Anatomical classification systems of the literature, which have been mentioned selectively are summarized in Table 7 [Tab. 7].

2.3 Structural quality and process quality

2.3.1 Preparation of the patient

The general recommendations of perioperative care during rhino-neurosurgical interventions are based on well-known standards of neurosurgery and endonasal sinus surgery [274]. Preoperatively, the patient is intensively informed about the indication, therapeutic alternatives, performance, complications, and sequelae of the planned intervention. Among other aspects, also unforeseen but necessary expansions of the endonasal intervention and also putative, forced intraoperative changes of general concepts going over to conventional approaches (e.g. open craniotomy) are mentioned [2], [275], [276], [277].

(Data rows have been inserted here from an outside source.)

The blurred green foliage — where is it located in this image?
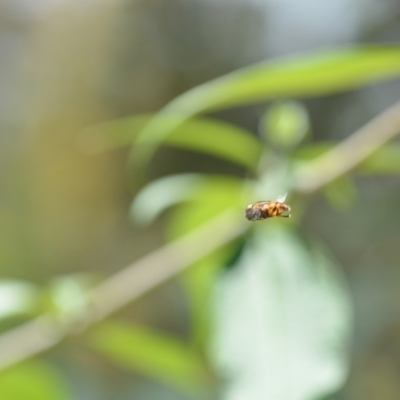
[0,41,400,400]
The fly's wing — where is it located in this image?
[276,193,287,203]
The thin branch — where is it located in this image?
[294,98,400,193]
[0,211,248,370]
[0,102,400,370]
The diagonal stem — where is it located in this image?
[0,210,248,370]
[294,98,400,193]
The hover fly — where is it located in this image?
[244,195,290,221]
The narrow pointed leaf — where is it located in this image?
[88,322,211,391]
[210,227,351,400]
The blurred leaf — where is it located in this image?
[357,143,400,174]
[210,225,351,400]
[0,279,40,319]
[77,114,153,153]
[78,114,263,171]
[88,322,207,391]
[161,119,263,171]
[324,175,357,210]
[0,361,72,400]
[181,241,241,352]
[49,274,91,324]
[262,101,310,148]
[292,142,400,174]
[292,142,337,161]
[130,174,207,224]
[135,46,400,156]
[167,175,246,239]
[160,175,246,352]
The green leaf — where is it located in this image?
[292,142,337,161]
[262,101,310,149]
[130,174,207,224]
[78,114,263,171]
[0,361,72,400]
[165,119,263,172]
[209,225,351,400]
[324,175,357,211]
[88,322,208,391]
[77,114,154,154]
[167,175,247,239]
[357,144,400,174]
[136,46,400,153]
[0,279,40,319]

Preoperatively, a thorough ENT specific examination is performed with endoscopy of the inner nose. Attention is paid to spatial dimensions in the respective surgical corridor or individual narrow passes or mucosal infections. Further aspects are local particularities as for example residual conditions after previous surgeries or ridged septal spurs that may hinder the creation of naso-septal flaps [278].

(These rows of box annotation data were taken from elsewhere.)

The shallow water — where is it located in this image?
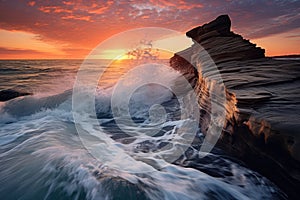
[0,60,285,200]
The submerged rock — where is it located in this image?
[170,15,300,199]
[0,89,32,101]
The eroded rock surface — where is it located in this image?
[170,15,300,199]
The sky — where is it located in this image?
[0,0,300,59]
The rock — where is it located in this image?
[170,15,300,199]
[0,89,32,101]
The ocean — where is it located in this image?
[0,60,286,200]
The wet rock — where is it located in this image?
[170,15,300,199]
[0,89,32,101]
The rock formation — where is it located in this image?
[170,15,300,199]
[0,89,32,101]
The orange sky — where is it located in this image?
[0,0,300,59]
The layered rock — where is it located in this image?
[170,15,300,199]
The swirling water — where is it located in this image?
[0,60,285,200]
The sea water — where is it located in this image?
[0,60,286,200]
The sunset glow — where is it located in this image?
[0,0,300,59]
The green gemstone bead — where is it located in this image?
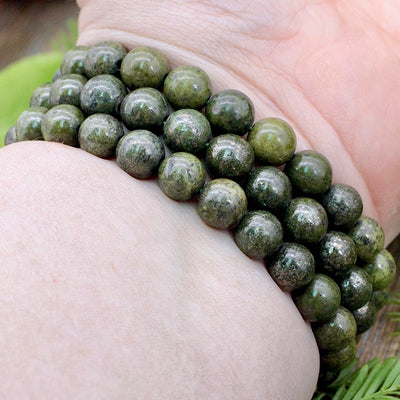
[235,210,283,260]
[205,134,254,181]
[247,118,297,165]
[205,89,254,136]
[116,129,165,179]
[121,46,169,89]
[120,88,169,134]
[348,216,385,262]
[80,75,126,116]
[267,242,315,292]
[293,274,340,322]
[164,65,211,110]
[158,152,206,201]
[163,108,212,154]
[78,114,124,158]
[197,178,247,229]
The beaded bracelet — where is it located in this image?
[5,41,396,388]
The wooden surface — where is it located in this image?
[0,0,400,368]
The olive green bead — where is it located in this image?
[158,152,206,201]
[293,274,340,322]
[205,89,254,136]
[197,178,247,229]
[163,108,212,154]
[116,129,165,179]
[348,216,385,262]
[164,65,211,109]
[205,134,254,180]
[235,210,283,260]
[78,114,124,158]
[267,242,315,292]
[364,249,396,290]
[121,46,169,89]
[247,117,297,165]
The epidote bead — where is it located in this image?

Depending on the individual clinical appearance of the patient, the respective findings, and the planned intervention, further measures should be performed:

  • Neuro-ophthalmologic examination with determination of the visual acuity and visual field testing [92], [279], [280], [281], [282], [283].
  • Endocrinological examinations (serum cortisol, plasma ACTH, ADH, TSH, thyroxin or estradiol, prolactin; serum-sodium; urine – specific weight) [18], [92], [279], [280], [283], [284].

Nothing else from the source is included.